Along these lines, I'm curious why MLS and the sports leagues would want to pursue this through litigation... First, this is a law that has lain dormant for over 20 years. Hasn't seen the light of day. Nationally, there have been very few opportunities to pursue it. Why would there be a rush to enact a similar law? Building on this, communities have become more sophisticated with claw back provisions for subsidies in general. From the looks of things, there is a clause requiring FC Cincinnati to purchase the stadium if they move. Next up, MLS is actively seeking expansion. However it comes about, a team in Austin and one in Columbus is expansion. Worst case is mls needing to negotiate a King Solomon style splitting of the baby. In allowing the law to play out, MLS's worst case is that they have to find a way to turn down an offer in Columbus for some reason. Lastly, no trial, no appeal, no precedent. The only thing this litigation does is buy time until Austin is resolved. MLS can defer a sale to local owners in Columbus until Precourt has a stadium deal in place in Austin. The time line puts this in the late summer/early fall. That way, Precourt can remain an owner throughout the process.
I have very little to contribute to this thread; my understanding of lawyer-speak is virtually nonexistent. I'm proud of myself simply for knowing what "et cetera" means, let alone all those Latin legal terms y'all throw around. All I can say is, with the news this week on Cincinnati's stadium progress, it would be a dang shame if Cincy joined the league and Columbus was no longer with us. It seems to me that would be a no-brainer rivalry, the kind MLS purports to be so fond of.
I know i know but I’m losing it over here! Seriously though I feel helpless as do a lot of people. Sure there are certain steps you can take to try and make your voice heard but not much. In all serisuosness I was kidding about jumping on twitter and going full on Ted but you all have somehow convinced me that maybe it’s not a bad idea. Twitter handle: MajorLeagueSoccerreform
Wow ! Crew are willing to open books to bonafide buyers if they agree to non disclosure. Time for the Nation Wide owned Mayor to put up or shut up.

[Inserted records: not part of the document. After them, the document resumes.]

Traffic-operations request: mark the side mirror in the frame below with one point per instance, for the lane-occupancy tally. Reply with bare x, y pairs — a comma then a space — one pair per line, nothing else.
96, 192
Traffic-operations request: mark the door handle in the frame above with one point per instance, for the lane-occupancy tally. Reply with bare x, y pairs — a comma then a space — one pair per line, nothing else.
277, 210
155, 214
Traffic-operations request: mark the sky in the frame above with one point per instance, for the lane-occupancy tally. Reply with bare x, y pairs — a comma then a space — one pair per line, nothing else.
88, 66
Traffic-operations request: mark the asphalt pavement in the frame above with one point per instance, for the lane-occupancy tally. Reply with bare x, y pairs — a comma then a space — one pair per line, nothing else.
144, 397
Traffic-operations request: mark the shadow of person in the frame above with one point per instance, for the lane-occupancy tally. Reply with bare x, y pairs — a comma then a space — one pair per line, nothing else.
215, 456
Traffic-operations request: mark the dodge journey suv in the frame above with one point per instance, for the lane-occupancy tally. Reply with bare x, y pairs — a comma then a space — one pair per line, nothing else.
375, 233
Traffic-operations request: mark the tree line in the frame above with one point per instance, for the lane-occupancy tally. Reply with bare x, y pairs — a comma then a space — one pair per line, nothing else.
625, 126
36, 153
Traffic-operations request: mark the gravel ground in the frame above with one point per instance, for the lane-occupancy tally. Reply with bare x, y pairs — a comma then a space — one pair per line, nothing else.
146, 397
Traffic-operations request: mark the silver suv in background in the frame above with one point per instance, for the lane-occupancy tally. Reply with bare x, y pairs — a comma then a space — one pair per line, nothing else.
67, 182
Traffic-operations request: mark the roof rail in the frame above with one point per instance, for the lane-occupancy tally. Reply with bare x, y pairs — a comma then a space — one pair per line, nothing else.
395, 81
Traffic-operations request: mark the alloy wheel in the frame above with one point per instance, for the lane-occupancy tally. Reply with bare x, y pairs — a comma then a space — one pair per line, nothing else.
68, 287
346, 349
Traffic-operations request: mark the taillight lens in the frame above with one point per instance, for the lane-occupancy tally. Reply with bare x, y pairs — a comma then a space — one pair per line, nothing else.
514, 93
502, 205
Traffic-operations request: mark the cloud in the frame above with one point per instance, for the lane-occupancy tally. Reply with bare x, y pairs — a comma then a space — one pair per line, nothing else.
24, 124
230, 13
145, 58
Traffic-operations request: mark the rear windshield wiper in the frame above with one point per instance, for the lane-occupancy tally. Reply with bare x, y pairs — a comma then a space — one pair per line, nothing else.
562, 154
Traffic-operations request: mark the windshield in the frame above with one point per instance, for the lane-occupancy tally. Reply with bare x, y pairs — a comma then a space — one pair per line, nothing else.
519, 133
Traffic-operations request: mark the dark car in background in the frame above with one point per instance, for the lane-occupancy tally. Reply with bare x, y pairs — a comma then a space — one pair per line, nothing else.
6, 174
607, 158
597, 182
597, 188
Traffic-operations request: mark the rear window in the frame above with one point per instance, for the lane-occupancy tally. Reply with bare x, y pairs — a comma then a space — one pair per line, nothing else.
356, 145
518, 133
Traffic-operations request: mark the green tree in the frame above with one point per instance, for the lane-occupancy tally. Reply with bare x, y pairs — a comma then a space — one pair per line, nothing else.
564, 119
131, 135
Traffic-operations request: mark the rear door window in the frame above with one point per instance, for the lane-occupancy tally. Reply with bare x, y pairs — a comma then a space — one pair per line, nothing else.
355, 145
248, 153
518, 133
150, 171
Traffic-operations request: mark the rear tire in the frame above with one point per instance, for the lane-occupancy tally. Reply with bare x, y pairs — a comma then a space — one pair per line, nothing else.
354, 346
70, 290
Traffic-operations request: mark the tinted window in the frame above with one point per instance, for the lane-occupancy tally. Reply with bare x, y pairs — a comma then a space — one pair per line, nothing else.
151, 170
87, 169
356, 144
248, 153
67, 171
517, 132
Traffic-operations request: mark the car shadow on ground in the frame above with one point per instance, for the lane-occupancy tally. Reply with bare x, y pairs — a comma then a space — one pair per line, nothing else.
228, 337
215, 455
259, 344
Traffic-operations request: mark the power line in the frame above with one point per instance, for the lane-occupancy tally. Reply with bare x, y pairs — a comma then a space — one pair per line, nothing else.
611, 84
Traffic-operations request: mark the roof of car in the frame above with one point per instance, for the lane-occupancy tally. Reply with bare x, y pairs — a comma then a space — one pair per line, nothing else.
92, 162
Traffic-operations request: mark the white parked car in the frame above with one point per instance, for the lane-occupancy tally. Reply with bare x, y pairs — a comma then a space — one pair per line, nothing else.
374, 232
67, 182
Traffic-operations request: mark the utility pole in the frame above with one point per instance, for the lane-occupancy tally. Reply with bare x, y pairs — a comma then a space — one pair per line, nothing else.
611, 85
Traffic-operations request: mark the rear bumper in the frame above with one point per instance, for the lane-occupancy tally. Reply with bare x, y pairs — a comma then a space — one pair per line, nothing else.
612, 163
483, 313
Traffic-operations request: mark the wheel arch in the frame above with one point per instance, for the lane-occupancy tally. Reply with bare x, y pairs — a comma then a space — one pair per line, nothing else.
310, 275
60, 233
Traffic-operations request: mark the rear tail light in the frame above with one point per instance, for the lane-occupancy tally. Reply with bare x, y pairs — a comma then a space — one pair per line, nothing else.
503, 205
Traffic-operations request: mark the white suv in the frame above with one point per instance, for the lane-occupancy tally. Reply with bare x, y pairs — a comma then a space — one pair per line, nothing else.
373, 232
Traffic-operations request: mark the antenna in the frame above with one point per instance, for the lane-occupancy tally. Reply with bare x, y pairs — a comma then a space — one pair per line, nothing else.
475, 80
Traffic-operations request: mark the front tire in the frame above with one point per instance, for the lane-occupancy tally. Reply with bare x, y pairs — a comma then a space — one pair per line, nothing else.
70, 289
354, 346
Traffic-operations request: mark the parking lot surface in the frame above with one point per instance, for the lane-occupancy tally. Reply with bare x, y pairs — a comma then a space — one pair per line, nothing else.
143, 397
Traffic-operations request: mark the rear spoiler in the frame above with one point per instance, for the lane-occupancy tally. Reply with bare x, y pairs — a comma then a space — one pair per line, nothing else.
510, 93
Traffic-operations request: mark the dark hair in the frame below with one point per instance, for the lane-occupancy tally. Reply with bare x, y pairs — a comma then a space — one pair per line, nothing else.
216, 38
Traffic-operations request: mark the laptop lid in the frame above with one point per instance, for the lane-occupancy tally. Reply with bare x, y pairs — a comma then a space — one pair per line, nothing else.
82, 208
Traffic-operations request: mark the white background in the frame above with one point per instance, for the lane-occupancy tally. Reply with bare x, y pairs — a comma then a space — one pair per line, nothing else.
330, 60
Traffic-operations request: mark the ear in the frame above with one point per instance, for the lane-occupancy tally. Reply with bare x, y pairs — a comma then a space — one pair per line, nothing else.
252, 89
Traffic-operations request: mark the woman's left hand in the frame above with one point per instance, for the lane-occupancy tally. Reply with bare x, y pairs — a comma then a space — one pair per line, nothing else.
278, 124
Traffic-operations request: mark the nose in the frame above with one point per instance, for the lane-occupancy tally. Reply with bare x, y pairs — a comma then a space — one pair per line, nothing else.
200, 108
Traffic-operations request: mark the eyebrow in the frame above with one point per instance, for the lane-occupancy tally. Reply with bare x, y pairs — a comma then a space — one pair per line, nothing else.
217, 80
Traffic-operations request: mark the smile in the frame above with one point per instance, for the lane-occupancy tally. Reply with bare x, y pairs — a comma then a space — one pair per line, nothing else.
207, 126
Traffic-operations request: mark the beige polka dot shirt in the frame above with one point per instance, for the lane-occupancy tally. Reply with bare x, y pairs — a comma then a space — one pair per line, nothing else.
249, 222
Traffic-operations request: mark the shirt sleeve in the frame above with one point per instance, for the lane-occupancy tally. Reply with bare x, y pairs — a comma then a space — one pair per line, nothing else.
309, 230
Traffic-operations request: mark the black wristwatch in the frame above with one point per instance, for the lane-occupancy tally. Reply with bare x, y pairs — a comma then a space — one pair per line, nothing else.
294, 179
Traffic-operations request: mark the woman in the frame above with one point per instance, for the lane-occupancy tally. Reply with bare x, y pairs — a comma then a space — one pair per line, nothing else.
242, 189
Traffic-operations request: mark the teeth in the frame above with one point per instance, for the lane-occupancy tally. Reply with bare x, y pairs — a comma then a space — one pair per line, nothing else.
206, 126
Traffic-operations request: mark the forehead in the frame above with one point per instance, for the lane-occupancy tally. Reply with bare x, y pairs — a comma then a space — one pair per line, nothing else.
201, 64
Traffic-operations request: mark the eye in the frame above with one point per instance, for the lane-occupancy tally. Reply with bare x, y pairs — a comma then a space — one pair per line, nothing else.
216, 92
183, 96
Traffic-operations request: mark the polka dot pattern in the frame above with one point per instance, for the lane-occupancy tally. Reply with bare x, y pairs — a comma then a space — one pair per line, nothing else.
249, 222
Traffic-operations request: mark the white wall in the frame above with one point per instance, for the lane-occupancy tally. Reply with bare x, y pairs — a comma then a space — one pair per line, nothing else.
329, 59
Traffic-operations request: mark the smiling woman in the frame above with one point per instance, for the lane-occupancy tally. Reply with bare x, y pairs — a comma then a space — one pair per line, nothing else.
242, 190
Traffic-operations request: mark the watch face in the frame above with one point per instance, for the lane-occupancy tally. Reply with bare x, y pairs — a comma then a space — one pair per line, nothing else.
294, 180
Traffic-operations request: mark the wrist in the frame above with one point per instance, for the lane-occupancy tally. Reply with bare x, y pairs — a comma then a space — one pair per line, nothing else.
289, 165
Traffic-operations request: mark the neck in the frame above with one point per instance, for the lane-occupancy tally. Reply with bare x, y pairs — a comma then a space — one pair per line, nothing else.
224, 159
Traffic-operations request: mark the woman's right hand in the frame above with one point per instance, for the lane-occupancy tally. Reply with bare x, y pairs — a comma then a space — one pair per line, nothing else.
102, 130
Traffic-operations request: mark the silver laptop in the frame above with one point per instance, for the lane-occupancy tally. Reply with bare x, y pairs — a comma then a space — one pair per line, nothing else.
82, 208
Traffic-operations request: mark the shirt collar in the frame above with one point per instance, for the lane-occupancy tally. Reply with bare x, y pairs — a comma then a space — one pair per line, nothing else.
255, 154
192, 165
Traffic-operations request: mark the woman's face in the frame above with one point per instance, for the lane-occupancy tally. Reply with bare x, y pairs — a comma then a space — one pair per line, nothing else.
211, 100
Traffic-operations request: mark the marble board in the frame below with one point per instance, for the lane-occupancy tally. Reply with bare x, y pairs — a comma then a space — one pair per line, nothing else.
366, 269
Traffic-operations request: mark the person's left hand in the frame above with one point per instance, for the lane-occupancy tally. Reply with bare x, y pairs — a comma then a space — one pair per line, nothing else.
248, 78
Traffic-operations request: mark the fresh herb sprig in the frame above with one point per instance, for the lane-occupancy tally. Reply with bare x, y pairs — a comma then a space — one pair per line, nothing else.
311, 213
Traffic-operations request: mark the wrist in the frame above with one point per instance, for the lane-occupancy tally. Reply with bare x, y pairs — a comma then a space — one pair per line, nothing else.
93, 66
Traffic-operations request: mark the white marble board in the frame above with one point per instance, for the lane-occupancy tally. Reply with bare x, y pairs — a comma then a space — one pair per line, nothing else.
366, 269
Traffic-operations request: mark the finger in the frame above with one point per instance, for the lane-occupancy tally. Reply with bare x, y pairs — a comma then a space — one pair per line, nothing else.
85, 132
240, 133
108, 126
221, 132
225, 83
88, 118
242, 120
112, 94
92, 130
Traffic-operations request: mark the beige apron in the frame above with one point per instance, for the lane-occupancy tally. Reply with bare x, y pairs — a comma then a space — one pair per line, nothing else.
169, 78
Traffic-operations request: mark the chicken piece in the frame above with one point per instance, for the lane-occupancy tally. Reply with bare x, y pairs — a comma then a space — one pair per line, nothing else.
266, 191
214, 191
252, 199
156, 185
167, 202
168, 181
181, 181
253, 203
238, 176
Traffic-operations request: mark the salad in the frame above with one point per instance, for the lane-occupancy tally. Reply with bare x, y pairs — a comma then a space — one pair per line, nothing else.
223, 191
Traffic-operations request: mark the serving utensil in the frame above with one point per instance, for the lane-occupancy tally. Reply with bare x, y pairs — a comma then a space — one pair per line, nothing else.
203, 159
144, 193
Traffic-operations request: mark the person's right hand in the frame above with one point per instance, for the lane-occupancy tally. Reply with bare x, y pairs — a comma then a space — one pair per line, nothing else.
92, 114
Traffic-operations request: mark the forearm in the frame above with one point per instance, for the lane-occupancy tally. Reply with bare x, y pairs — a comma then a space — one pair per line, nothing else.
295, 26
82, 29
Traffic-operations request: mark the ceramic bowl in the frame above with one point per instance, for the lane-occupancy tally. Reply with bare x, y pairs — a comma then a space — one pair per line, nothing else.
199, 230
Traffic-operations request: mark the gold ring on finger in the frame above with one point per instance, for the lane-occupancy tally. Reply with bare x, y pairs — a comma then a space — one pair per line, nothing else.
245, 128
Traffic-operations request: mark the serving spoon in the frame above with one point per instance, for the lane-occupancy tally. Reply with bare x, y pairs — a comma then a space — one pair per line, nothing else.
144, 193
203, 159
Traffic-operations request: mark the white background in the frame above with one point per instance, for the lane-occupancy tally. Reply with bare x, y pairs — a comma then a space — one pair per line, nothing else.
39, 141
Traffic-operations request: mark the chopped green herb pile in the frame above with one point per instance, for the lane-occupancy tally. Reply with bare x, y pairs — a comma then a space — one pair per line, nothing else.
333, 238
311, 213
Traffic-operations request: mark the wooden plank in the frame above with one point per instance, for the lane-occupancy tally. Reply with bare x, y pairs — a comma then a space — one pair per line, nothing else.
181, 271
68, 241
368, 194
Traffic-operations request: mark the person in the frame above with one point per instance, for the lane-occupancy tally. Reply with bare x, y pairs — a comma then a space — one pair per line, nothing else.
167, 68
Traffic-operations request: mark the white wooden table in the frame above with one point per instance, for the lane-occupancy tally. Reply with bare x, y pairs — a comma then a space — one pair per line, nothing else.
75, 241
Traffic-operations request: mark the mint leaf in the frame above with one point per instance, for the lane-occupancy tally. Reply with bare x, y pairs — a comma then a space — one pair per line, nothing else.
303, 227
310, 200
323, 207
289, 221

There isn't any doubt that the CP has rounded up some qualified local buyers. There is considerable doubt about how much will be offered for the team and whether or not PSV must accept a reasonable offer or is free to reject any they don't like.
Here is the link...not sure why so many don't post links https://www.bizjournals.com/columbu...ners-prepared-to-open-books-to-bona-fide.html
Facts are facts, the Mayor spearheaded the bailout of both the Nationwide arena and the Bluejackets. His handling of the Crew has been the opposite. Perhaps your upset that this so called idiot called it and warned Crew fans this would happen years ago and you were the only hardheaded fool to dismiss the possibility and get personal just like a girl. Sorry Billie.
Well, for one thing your entire premise is wrong. Mike Coleman was the Mayor of Columbus when the arena deal was done.